Occasionally I get emails from moms just going veg and faced with the conundrum of what to feed their kids. So today, inspired by our play-guests–Nimai (who was outside picking camphor berries and loquat leaves) and his little sister Kamala Sundari–I decided to photograph our picnic, which took place in front of the animated Ramayana playing on the television. Hey, they’re on vacation!
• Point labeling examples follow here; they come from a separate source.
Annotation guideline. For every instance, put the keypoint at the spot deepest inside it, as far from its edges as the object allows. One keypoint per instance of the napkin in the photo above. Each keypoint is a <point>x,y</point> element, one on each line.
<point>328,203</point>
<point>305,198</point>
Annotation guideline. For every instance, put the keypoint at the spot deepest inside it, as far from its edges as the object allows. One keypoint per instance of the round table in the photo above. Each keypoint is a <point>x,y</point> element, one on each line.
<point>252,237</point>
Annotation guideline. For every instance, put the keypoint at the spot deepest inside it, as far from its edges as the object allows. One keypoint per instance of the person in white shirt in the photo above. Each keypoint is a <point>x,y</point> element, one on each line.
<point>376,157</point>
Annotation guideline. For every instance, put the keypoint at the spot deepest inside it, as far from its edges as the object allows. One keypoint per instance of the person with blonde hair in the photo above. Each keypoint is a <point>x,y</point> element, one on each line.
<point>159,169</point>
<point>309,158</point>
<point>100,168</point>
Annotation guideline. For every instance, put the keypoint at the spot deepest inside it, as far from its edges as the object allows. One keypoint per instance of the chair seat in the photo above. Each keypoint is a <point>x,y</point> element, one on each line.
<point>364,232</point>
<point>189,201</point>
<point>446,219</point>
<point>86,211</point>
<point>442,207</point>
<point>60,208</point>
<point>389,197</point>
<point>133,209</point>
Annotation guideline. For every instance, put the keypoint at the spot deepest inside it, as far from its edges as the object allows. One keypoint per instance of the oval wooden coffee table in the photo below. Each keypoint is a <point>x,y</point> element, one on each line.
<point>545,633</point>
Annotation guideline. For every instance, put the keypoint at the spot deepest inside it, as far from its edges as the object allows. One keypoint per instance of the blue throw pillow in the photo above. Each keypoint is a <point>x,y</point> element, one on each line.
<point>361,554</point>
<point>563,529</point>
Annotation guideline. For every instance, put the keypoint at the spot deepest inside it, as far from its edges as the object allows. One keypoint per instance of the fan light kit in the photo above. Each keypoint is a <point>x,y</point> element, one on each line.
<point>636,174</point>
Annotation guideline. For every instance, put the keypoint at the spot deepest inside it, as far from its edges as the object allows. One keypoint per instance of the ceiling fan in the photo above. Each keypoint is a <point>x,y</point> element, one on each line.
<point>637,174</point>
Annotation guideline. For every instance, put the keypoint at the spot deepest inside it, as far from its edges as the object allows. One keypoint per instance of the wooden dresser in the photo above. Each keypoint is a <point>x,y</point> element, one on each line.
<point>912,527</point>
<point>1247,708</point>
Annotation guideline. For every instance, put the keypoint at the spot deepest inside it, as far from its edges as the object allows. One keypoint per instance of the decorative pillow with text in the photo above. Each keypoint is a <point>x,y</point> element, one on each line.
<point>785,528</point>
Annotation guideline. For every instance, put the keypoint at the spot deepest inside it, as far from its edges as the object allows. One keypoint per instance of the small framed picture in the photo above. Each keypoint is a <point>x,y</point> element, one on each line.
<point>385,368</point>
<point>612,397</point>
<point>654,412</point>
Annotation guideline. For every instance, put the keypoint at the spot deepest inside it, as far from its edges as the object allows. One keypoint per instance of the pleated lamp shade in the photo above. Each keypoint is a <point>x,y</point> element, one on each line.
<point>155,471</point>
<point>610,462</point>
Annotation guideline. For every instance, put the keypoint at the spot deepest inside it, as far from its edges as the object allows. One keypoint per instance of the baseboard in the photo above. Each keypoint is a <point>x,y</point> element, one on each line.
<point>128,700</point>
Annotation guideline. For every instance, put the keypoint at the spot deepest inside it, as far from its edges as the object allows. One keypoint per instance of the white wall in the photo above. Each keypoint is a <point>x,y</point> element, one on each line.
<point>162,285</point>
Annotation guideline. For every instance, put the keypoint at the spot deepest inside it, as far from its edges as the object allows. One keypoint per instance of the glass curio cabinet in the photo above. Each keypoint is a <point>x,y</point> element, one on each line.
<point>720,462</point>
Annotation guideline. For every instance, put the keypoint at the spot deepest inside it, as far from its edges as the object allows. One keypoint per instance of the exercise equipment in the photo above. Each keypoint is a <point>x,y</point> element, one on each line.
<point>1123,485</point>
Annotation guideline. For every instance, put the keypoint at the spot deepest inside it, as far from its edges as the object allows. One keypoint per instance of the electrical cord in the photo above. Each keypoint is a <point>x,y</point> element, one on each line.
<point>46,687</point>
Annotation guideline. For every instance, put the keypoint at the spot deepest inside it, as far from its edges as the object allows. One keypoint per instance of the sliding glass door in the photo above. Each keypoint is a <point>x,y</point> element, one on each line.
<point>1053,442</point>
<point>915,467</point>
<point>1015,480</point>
The kids were really happy with the simple lunch I served them and that is why I am sharing it with you. Nothing fancy. No hard labor. Just elbow macaronis cooked with broccoli, hing, salt and a lot of buttah. Dalma–yellow split moong dal with vegetables…kind of like split pea soup with a whole lot of ginger and mustard seed. And the highlight of the meal–at least according to the kids’ reaction when I plopped it in front of them–were the papadams.
Papadams come in many sizes and varieties. Today we had plain urad dal papadams, big size. They are available at Indian stores, are not at all spicy and cook up very easily. You can either toast them over a gas flame by holding the papadam with tongs, moving back and forth over the fire. Or, as we did today, you can deep fry them for a better than potato chips effect. And healthier, too! Urad dal is a good source of protein and iron. And papadams are such a successful crossover food that even picky eaters won’t know they are getting a dose of Indian culture along with all those health promoting nutrients.